Tregs and conventional effector T cells take important cues from their microenvironment, which influences their commitment into regulatory or effector phenotypes. Among extracellular stimuli, IL-2-triggered expression of STAT5 (signal transducer and activator of transcription 5) likely plays a major role in stabilizing Tregs [33]. STAT5, activated downstream of IL-2 receptor complex signaling, binds to the promoter region of the Foxp3 gene and thereby activates its transcription [34]. By enhancing transcription of Foxp3, the STAT5 pathway serves to maintain a stable Treg phenotype. We and others have utilized IL-2, IL-2 anti-IL-2 complexes, or IL-2.Ig either alone or in conjunction with rapamycin and other agents to promote tolerance induction [14,35,36]. Such therapies have successfully induced transplant tolerance or restored self-tolerance in the NOD model of type 1 diabetes. In addition to activating the STAT5 pathway and expression of Foxp3, IL-2 signal, if delivered by a long-lived IL-2 anti-IL-2 complex or IL-2.Ig, also causes apoptosis of repeatedly activated effector (but not regulatory) T cells [37]. The fact that calcineurin inhibitors such as cyclosporin negatively impact Treg function and activation-related effector T-cell apoptosis [19] may indeed be a result of suppressed IL-2 signals. We have previously shown that cyclosporin does prevent tolerance induced by co-stimulation blockade in a cardiac transplant model. Rapamycin, on the other hand, did not impede the induction of such achieved tolerance and, as we showed later, does promote the generation of induced Tregs [38,39]. The imbalance of tissue-protective Tregs and tissue-destructive Th17 cells was recently implicated in the pathogenesis of autoimmunity and certain types of rejection [1]. Of note, the commitment of naive T cells to the Th17 phenotype (a subset with aggressive cytodestructive properties) is inhibited by IL-2, and the expression of STAT5 negatively regulates Th17 cells [40]. It is therefore reasonable to posit that the activation of the IL-2/STAT5 pathway promotes tolerance by favorably tilting the balance between Th17 cells and Tregs toward Treg dominance.

Future directions

Strategies used to obtain transplant tolerance have primarily targeted T cells.

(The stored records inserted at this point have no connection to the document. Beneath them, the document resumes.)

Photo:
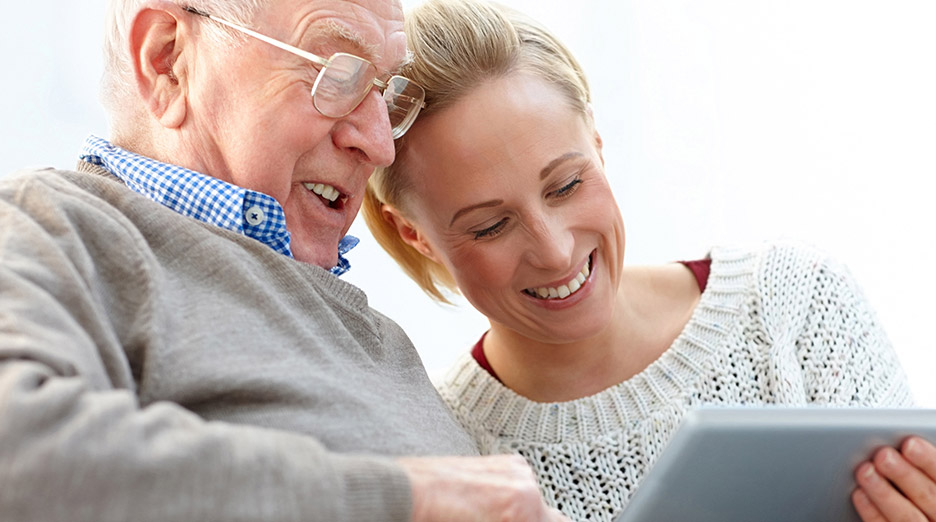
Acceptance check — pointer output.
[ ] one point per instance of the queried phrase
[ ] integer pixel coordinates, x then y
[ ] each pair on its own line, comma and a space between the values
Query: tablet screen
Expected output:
768, 464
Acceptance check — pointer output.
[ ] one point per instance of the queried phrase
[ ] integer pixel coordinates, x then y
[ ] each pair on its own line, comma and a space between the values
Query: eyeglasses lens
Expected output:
346, 80
404, 100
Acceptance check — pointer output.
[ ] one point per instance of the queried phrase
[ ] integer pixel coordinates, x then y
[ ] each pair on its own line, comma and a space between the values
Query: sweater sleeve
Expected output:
76, 445
844, 352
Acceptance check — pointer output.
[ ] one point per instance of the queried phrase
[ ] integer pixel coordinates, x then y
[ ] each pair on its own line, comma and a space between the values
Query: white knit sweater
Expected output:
776, 325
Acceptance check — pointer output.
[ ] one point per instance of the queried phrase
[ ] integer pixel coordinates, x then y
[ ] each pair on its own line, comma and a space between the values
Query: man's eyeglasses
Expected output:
344, 81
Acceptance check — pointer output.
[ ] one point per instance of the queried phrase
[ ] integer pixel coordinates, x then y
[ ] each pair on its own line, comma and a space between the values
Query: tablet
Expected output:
768, 464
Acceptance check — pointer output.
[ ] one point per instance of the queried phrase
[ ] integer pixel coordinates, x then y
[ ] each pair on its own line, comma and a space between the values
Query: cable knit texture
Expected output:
777, 324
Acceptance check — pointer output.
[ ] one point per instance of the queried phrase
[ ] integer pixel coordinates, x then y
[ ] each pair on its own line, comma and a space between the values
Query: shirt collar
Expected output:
203, 197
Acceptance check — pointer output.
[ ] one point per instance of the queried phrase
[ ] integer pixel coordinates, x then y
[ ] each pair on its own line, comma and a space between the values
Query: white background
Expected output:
723, 120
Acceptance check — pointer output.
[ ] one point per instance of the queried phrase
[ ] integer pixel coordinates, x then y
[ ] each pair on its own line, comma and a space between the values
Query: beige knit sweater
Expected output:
155, 368
776, 325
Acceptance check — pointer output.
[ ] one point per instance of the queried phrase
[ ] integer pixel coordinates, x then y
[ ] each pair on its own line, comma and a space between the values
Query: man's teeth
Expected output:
326, 191
561, 292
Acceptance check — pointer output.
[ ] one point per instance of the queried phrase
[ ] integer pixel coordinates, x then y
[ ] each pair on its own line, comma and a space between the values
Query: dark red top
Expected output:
700, 269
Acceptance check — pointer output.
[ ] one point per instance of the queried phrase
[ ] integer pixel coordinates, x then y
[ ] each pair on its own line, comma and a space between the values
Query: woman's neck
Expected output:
652, 307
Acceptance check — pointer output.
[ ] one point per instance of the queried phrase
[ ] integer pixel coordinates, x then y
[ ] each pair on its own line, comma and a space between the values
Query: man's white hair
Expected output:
118, 90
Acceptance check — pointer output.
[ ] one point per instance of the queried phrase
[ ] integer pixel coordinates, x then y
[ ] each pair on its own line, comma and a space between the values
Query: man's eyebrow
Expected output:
558, 161
332, 32
469, 208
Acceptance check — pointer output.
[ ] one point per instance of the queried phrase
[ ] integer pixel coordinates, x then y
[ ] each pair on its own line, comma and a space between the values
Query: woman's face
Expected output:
509, 194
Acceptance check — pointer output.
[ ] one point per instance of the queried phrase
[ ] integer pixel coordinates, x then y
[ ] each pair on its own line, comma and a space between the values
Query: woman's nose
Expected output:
551, 245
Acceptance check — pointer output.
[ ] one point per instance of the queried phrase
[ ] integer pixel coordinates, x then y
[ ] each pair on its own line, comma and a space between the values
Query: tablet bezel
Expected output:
768, 463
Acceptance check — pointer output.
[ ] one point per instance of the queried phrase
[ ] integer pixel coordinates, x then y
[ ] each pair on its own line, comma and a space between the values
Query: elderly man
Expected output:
173, 345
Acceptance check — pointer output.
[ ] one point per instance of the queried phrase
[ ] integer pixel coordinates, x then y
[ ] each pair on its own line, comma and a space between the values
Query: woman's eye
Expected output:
490, 231
568, 189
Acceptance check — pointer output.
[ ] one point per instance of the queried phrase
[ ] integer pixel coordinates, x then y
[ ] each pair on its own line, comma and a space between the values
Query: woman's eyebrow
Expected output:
469, 208
558, 161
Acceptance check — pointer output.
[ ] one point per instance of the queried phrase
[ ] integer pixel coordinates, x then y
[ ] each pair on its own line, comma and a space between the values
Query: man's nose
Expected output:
367, 131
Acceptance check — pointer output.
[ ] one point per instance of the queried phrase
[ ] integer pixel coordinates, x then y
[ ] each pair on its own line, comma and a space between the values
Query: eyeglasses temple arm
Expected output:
276, 43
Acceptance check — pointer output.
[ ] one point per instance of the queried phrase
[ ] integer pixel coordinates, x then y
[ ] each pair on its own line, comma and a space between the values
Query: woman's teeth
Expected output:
563, 291
326, 191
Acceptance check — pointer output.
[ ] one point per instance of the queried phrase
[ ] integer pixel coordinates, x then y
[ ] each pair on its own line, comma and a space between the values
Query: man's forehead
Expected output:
372, 29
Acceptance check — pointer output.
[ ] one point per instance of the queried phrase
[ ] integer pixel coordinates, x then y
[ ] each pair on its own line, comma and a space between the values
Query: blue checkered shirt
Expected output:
202, 197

These strategies have centered upon attempts to delete or at least deplete donor-reactive T cells or alter the early events of T-cell activation such as through co-stimulation blockade. The notion that graft inflammation is the major impediment to transplant tolerance prompts us to further investigate the means of its most efficient therapeutic targeting. It may not be possible to create transplant tolerance unless the inflammatory milieu in which donor-reactive T cells perceive donor antigen is modified. We believe that blocking ‘adverse’ inflammation in the peri-transplant period can guide the majority of donor-activated naive T cells into the graft-protective Treg mode. In addition, strategies that foster the expression of Treg Foxp3 by epigenetic modification may be utilized in conjunction with anti-inflammatory agents to further stabilize Tregs and tolerance.